Zwei Jahre nach Baubeginn wandte sich die S.A. Cervino an die schweizerischen Auslandsvertretungen in Turin und Rom: Die Bauleitung wollte nun den oberen Abschnitt der Seilbahn errichten. Die Endstation der Seilbahn sollte auf der Testa Grigia stehen, einer Felskuppe, die aus dem Gletschermeer herausragte. Die italienisch-schweizerische Landesgrenze verlief mitten durch diese Felskuppe. Damit berührte das Bauvorhaben das Grenzgebiet, was 1937 besonders sensibel war: Zum faschistischen Mussolini-Regime hatte die Schweiz damals eine angespannte Beziehung, die sich zwischen Entgegenkommen und Distanzwahrung bewegte.
Das Vorhandensein einer Endstation […], die Zugang zu weitläufigen Skigebieten in der Schweiz bietet, scheint zudem aus Sicht der Grenzkontrolle eine gewisse Gefahr darzustellen […].

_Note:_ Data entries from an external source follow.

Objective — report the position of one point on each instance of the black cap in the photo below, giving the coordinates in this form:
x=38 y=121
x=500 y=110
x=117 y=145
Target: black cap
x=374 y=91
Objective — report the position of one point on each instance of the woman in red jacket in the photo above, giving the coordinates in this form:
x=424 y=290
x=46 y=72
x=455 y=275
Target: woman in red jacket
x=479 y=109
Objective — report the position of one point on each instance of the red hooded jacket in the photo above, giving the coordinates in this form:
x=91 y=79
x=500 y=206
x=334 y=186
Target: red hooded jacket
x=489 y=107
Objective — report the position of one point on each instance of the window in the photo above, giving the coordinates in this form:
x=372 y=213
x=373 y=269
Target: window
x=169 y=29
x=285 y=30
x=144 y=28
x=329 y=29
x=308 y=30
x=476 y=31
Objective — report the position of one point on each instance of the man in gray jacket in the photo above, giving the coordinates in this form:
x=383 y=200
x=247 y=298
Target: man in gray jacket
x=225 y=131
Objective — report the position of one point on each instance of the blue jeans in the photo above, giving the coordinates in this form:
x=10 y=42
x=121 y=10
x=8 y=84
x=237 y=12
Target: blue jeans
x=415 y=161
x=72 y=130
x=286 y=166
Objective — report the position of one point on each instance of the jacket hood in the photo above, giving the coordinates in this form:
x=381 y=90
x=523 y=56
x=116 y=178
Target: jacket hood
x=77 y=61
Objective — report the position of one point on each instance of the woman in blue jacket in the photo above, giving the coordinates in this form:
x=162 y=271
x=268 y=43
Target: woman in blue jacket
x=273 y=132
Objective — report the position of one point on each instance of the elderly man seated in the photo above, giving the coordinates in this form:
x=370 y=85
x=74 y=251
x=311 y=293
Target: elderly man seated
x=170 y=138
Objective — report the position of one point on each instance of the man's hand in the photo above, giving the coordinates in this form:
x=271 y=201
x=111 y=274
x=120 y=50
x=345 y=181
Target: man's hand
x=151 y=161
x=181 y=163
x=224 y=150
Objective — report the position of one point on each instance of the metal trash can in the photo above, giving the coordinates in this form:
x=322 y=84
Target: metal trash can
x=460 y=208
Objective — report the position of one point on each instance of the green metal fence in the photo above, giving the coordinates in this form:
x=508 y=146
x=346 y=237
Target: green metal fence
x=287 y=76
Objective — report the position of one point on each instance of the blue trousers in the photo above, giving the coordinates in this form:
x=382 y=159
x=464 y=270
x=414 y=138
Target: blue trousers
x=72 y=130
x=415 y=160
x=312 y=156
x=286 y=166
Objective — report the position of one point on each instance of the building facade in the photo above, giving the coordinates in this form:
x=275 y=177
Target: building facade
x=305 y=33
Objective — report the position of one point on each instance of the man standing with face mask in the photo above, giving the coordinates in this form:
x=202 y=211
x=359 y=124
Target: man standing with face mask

Aus Sicht des Bundesrats und der betroffenen Behörden war es von Vorteil, wenn die Bergstation der Luftseilbahn teilweise auf Schweizer Boden zu stehen komme. So sei ein gewisses Mass an Kontrolle über die Vorgänge auf der entlegenen Felskuppe gewährleistet. Entsprechend stellte man der italienischen Baufirma im Mai 1937 in Aussicht, die nötige Konzession zu erteilen.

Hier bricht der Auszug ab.